Au-delà des champs de bataille, la guerre en Ukraine a basculé dans une course à l’innovation. En 2025, Kyiv s’appuie sur un tissu technologique agile, ses startups et des programmes publics dédiés pour compenser l’infériorité matérielle. Cette stratégie, désormais lisible pour les entreprises françaises, redessine les chaînes de valeur de la défense européenne et pose des questions juridiques inédites sur l’export, la propriété intellectuelle et l’usage de l’IA.

Une résistance ukrainienne consolidée par l’industrialisation de l’innovation

Trois ans après le début de l’invasion, l’Ukraine s’organise pour durer. Une part significative de son territoire d’avant-guerre reste occupée, autour de 19 %, mais l’effort de défense s’est professionnalisé sur le plan industriel.

Le mot d’ordre est simple et assumé : industrialiser l’inventivité. L’État ukrainien fait converger ingénierie logicielle, robotique, drones et électronique pour raccourcir le cycle entre prototypage, essai et déploiement. L’objectif est clair : accroître le nombre d’effets utiles sur le terrain à coût maîtrisé, tout en minimisant l’exposition humaine.

Cette dynamique ne vaut pas que pour le front. Pour l’écosystème européen, dont la France, elle fait émerger un laboratoire grandeur nature de technologies de rupture et de modèles de coopération. Elle oblige aussi à revisiter, sans naïveté, les contraintes réglementaires et éthiques liées aux usages militaires de l’IA et aux flux transfrontaliers de technologies sensibles.

Chiffres structurants pour situer l’ampleur

Les marqueurs suivants éclairent l’industrialisation de l’innovation défense en Ukraine :

  • Plus de 200 projets évalués dans un cadre public de type accélérateur.
  • Prototypes rapidement déployés après essais en conditions réelles, sur des segments drones, capteurs, sécurité des communications et munitions téléopérées.
  • Afflux d’intérêt étranger pour des campagnes de tests opérationnels, avec des dizaines de demandes soumises par des entreprises non ukrainiennes (chiffre régulièrement avancé dans la presse spécialisée).

Brave1, pivot de la filière défense ukrainienne et guichet de tests

Lancé par le gouvernement ukrainien au printemps 2023, Brave1 agrège les besoins opérationnels, les idées de startups, l’ingénierie académique et les capacités industrielles.

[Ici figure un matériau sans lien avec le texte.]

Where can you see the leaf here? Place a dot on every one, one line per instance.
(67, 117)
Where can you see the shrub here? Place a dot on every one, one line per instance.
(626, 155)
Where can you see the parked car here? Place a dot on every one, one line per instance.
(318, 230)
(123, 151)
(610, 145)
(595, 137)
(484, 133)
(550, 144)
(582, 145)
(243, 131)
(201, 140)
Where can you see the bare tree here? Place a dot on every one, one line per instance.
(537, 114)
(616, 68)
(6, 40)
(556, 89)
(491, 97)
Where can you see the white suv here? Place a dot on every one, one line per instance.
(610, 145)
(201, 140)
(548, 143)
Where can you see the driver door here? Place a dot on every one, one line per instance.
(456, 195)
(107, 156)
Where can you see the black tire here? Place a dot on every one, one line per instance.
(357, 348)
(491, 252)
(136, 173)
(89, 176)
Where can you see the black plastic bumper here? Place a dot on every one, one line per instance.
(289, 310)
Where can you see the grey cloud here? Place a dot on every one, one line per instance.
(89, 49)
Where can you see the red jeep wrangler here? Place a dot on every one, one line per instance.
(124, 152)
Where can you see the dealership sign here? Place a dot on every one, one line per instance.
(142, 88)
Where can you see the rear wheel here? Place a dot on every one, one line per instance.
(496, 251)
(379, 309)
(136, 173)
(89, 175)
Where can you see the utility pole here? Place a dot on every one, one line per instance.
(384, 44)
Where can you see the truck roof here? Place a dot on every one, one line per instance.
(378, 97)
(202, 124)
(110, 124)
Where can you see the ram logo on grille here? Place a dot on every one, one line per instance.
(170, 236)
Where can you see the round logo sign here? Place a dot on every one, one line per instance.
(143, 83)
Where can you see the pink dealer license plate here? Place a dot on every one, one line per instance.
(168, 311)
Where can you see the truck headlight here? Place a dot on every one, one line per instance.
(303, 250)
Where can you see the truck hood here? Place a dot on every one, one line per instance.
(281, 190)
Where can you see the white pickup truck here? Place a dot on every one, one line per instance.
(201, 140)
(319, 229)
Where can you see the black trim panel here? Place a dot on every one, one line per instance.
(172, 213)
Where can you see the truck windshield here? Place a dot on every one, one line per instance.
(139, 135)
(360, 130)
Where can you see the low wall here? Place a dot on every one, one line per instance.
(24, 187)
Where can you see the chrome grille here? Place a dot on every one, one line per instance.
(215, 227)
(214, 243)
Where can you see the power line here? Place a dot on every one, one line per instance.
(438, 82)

Sa mission : trier vite, financer vite, tester vite. Le processus s’apparente à un accélérateur sectoriel, mais avec une maille opérationnelle très fine.

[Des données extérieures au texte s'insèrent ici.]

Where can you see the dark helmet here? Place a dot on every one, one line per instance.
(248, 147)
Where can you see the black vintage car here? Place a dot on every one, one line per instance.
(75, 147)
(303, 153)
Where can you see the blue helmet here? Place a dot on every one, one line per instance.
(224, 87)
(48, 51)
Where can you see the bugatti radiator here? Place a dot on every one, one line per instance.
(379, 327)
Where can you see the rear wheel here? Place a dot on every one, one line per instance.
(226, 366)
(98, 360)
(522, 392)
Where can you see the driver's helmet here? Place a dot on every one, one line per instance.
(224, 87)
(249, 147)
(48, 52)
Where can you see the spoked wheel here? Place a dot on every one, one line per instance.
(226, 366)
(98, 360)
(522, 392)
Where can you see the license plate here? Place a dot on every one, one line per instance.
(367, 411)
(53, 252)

Dans les faits, Brave1 agit autant comme sélectionneur technologique que comme catalyseur d’industrialisation. Les équipes examinent la faisabilité, la compatibilité avec la doctrine d’emploi et la logistique, puis orientent vers des sites d’essais et des acheteurs étatiques.

Brave1 : modèle opérationnel

Le programme se structure autour d’appels à projets rapides, d’un corpus d’experts et de financements ciblés. Les prototypes qui passent le cap intègrent des unités pilotes pour une phase d’évaluation en environnement dégradé. La bascule vers le déploiement s’effectue ensuite sans délais superflus, une spécificité devenue marque de fabrique.

Brave1 s’est aussi doté d’un canal d’attraction internationale. Les entreprises étrangères peuvent soumettre des dossiers pour des tests de produits dans un contexte opérationnel rare, difficilement réplicable en temps de paix. Fin 2025, les demandes les plus visibles portent sur les drones tactiques, les briques d’IA embarquée et la détection anti-drones.

Test in ukraine : implications pour les industriels

Le dispositif de tests ouverts a suscité en quelques semaines un volume notable de manifestations d’intérêt internationales, avec 45 entreprises ayant signalé leur volonté d’éprouver des drones, des solutions IA et, plus marginalement, des technologies de type laser anti-drone (donnée citée par des médias ukrainiens spécialisés, dont UNITED24 Media, à l’été 2025).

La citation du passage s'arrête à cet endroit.